The chamber of the Connecticut State Senate during Tuesday's special session. Credit: Jacqueline Rabe Thomas / CTMirror.org
The chamber of the Connecticut State Senate during Tuesday's special session.
The chamber of the Connecticut State Senate during Tuesday’s special session. Credit: Jacqueline Rabe Thomas / CTMirror.org
The chamber of the Connecticut State Senate during Tuesday’s special session. Credit: Jacqueline Rabe Thomas / CTMirror.org

The House of Representatives gave final legislative approval to a bill Tuesday night that closes the current budget deficit, mitigates bigger problems in the future, offers modest tax relief to businesses and restores a portion of funds cut this fall from hospitals and social services.

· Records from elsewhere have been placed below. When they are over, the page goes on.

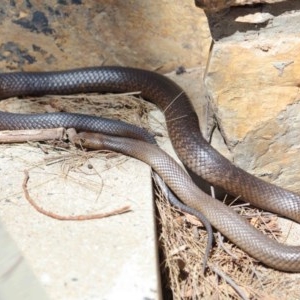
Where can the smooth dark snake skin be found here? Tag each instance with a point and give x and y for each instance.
(186, 137)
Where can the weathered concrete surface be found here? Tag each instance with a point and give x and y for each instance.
(111, 258)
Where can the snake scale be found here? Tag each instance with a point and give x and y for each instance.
(184, 131)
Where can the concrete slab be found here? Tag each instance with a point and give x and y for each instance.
(110, 258)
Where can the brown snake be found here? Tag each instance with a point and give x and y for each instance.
(185, 134)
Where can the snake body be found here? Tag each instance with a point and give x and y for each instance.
(183, 127)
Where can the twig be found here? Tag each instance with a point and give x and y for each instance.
(69, 218)
(230, 282)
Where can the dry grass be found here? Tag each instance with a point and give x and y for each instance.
(231, 274)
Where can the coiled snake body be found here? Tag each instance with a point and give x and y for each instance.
(186, 137)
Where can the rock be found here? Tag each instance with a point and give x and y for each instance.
(216, 5)
(56, 34)
(254, 91)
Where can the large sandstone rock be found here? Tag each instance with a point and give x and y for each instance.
(215, 5)
(58, 34)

The Democrat-controlled chamber voted 75-65, largely along party lines, to send to Gov. Dannel P. Malloy a deficit-mitigation bill that also explores the closure of Southbury Training School and other facilities for the developmentally disabled.

The Democrat-controlled Senate approved the measure 20-15 earlier Tuesday in another vote largely along party lines.

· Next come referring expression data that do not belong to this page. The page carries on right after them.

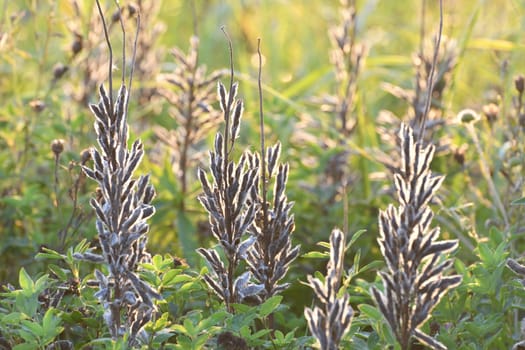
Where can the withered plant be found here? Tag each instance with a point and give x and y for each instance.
(272, 253)
(191, 106)
(346, 56)
(231, 204)
(122, 207)
(88, 60)
(414, 281)
(434, 63)
(330, 322)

“I’m here to say Connecticut is a great place to live and our quality of life ranks higher than just about any state out there,” said House Majority Leader Joe Aresimowicz, D-Berlin. “… I think it was a good bargain.”

“We are adapting to the new normal, to the new economy,” Senate Majority Leader Bob Duff, D-Norwalk, said, noting that the legislature’s latest belt-tightening effort comes just six months after its last one.

The biennial budget adopted last June approved spending hundreds of millions of dollars below the level needed to maintain current services, Duff said.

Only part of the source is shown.